The EPA has reversed it’s earlier conclusion of it’s 5-year fracking study and now concludes that hydraulic fracturing activities can impact drinking water resources under some circumstances and identifies factors that influence these impacts.

The report identified several vulnerabilities to drinking water resources, including water withdrawals for fracking in drought-stricken areas; inadequately cased or cemented wells resulting in below-ground migration of gases and liquids; inadequately treated wastewater discharged into drinking water resources; and spills of hydraulic fluids and wastewater.

The EPA removed the “widespread, systemic” language because it “could not be supported due to data gaps and uncertainties” and “did not clearly communicate the topline finding of the report.” The EPA had inserted the earlier statement about “no widespread systemic” contamination under pressure from the oil and gas industry.

Waterkeepers Chesapeake issued this statement:

“We applaud the EPA for basing the conclusion of their 5 year study on science, instead of oil and gas industry spin. The EPA now concludes what we have known all along: our drinking water sources have been contaminated with toxic compounds from fracking activities.

This conclusion would not have happened without all of the public feedback and participation on the report, especially from the impacted people from across the country who shared their stories with the Science Advisory Board. This highlights the increased need for citizen engagement and enforcement to hold regulators and polluters accountable.

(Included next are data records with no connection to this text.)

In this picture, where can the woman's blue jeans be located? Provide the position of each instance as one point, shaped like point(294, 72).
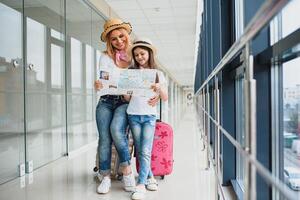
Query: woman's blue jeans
point(112, 122)
point(143, 127)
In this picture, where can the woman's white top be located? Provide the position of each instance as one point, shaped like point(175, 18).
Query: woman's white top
point(106, 62)
point(138, 105)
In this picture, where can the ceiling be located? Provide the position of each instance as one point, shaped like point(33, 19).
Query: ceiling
point(172, 25)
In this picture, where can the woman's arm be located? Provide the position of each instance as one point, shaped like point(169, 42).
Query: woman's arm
point(161, 91)
point(98, 85)
point(127, 97)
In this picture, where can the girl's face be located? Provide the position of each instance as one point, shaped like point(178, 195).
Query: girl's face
point(118, 39)
point(141, 56)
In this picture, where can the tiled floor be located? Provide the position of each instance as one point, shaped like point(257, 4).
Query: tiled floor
point(73, 178)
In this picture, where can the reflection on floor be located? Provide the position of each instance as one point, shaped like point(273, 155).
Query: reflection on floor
point(73, 178)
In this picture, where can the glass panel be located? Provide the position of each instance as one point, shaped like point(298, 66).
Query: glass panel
point(89, 54)
point(57, 34)
point(57, 66)
point(291, 124)
point(82, 67)
point(45, 105)
point(76, 63)
point(11, 90)
point(240, 130)
point(239, 18)
point(289, 14)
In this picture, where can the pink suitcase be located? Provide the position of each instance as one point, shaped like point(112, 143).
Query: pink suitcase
point(162, 150)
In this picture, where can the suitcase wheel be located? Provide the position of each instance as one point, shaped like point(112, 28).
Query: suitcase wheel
point(95, 169)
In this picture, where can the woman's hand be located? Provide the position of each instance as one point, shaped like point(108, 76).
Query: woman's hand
point(127, 97)
point(156, 87)
point(153, 100)
point(98, 85)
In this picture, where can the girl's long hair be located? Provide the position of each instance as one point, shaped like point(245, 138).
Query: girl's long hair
point(111, 51)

In our recent comments on Maryland’s draft fracking regulations, we called on the Maryland Department of the Environment (MDE) to prohibit fracking. Under state law, MDE has an obligation to protect public health and the environment. By adopting the proposed regulations despite increasing scientific evidence documenting the risk fracking presents to public health and the environment, MDE will fail to meet this legal obligation.

EPA’s conclusion along with mounting evidence from other states demonstrates that no amount of regulation is capable of preventing harm from fracking. Thus, the only way MDE can fulfill its legal obligation to keep its citizens safe and to protect the State’s environment is to prohibit fracking in Maryland.”